|The Perfect Law of Liberty|
|Written by arkwriter|
|Monday, 22 June 2009 16:10|
The Perfect Law of Liberty
Those that teach Christians are not bound to keep the Ten Commandments should reconsider their position in the light of James’ epistle. Bible scholars attribute James, the Lord’s brother who was one of the “pillars” in the church in Jerusalem, as the author of the epistle. Throughout his epistle, James developed the theme of the characteristics of true faith is to do good works. “But he who looks into the perfect law of liberty and continues in it, and is not a forgetful hearer but a doer of the work, this one will be blessed in what he does.” (Jas. 1:25) He calls the Ten Commandments “the perfect law of liberty”. It seems paradoxical that the law could give us freedom, but God’s law points out sin in us and gives us the opportunity to ask for God’s forgiveness. (Rom. 7:7-8) With the proper application of the Ten Commandments to our lives it truly sets us free. This echoes our Lord’s teaching that the truth will set us free. (Jn. 8:32) As Christians, we are saved by God’s grace, and salvation frees us from sin’s control. As believers, we are freed to live as God created us to live. Of course, this does not mean that we are free to do as we please. (1 Pet. 2:16) We are now free to obey God’s Commandments.

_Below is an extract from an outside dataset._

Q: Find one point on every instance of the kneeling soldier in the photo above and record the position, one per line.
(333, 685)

The perfect law of liberty that James wrote about is not the law of ancient Israel but the standard of all Christian behavior. For the perfect law is both a gift and a demand. It is perfect in comparison with the Gentile codes of law; and better still, it is perfect because it comes from God. (Jas. 1:17) “The law of the LORD is perfect, converting the soul. The testimony of the LORD is sure, making wise the simple.” (Psm. 19:7) When we think of the law we think of something that keeps us from having fun. But here we see the opposite – the law that makes us free, makes us wise, gives joy to the heart, gives light to the eyes, warns us, and rewards us. That is because God’s laws are guidelines and lights to our path, rather than chains on our hands and feet. They point at danger and warn us, then point at success and guide us.
James wrote: “So speak and so do as those who will be judged by the law of liberty.” (Jas. 2:12) The Ten Commandments are used for the judgment of our present lives and also at the Lord’s return. (Rom. 2:12; Ecc. 12:13-14) As Christians we are saved by God’s free gift (grace) through faith, not by keeping of the law. But as Christians, we are also required to obey the Lord Jesus Christ who will judge everyone. (Jn. 5:22; Acts 17:31)
“For we must all appear before the judgment seat of Christ, that each one may receive the things done in the body, according to what he has done, whether good or bad.” (2 Cor. 5:10)
God’s grace does not cancel our duty to obey Him; it gives our obedience a new basis. The law is no longer an external set of rules, but it is a “law of liberty” – one we joyfully and willingly carry out, because we love God and because we have the power of the Holy Spirit to carry it out.